"ORTALIK BİRAZ KARIŞTI"

62 18 2
                                    

Gözlerimi zorlukla açmıştım. Aşırı halsiz hissediyordum kendimi. Boğazımdaki yanma da aynı şekilde duruyordu.

Saatin kaç olduğuna baktığımda hiç istemediğim rakamları görmüştüm. 10:22...

Kafeye geç kalmıştım. Ama gidecek enerjim de yoktu. Telefonumu alıp Elif'e biraz rahatsız olduğumu ve bugün gelemeyeceğim için işlerin ona emanet olduğunu anlatan bir mesaj attım. Ellerimi bu kadar hareket ettirmek bile tekrar yorgunluktan uyumama sebep olmuştu. Direnmek aklımın ucundan bile geçmemişti.

---

Rüya görmek müthiş bir şeydi. Lunaparkta eğlenen bir sürü çocuk...

Ben de dönme dolaba binmiştim. En tepedeydik. Hepsini buradan görebiliyordum. Neşeli kahkahaları buraya kadar geliyordu. Hatta binlerce kuş sesi...

Kuşları hep çok sevmişimdir. Özgürlüğün tanımı benim için uçmaktı ve onlarda tabii en özgürlerdi benim gözümde.
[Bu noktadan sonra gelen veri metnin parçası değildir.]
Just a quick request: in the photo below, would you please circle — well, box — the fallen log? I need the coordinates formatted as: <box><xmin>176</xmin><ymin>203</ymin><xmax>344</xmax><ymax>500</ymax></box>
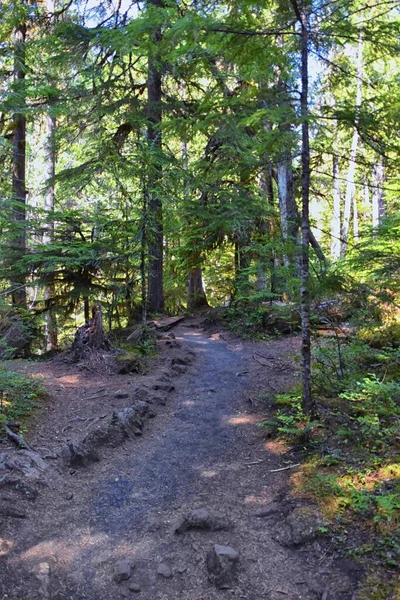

Etrafıma bakındım ama hiç kuş göremedim. Halbuki sesler çok yakından geliyordu.

Tak tak tak...

Kuş seslerine şimdi bu gümbürtüler eklenmişti. Nerden geliyordu ki bu sesler? Sonra yavaş yavaş oyuncaklar silindi. Sırayla çocuklar, dönme dolap ve uyandım. Gözlerimi açmakta direniyordum ama kuş sesleri ve gümbürtü kesilmemişti. Sanırım kapım çalıyordu ama kalkmak çok zor geliyordu. Kalk. Örtüyü kaldır. Kapıya kadar olan o koca yolu git. Aç.

Kapıdaki kimse geri gidebilirdi. Yapmam gerekenin aksine çarşafa iyice sarılıp yatağa gömüldüm.

Sesler kesilse belki uyuyabilecektim ama her kimse alacaklı olması muhtemeldi. Zorlukla yataktan kalktım ve kafamdaki aşamayı plana uygun olarak yaşadım.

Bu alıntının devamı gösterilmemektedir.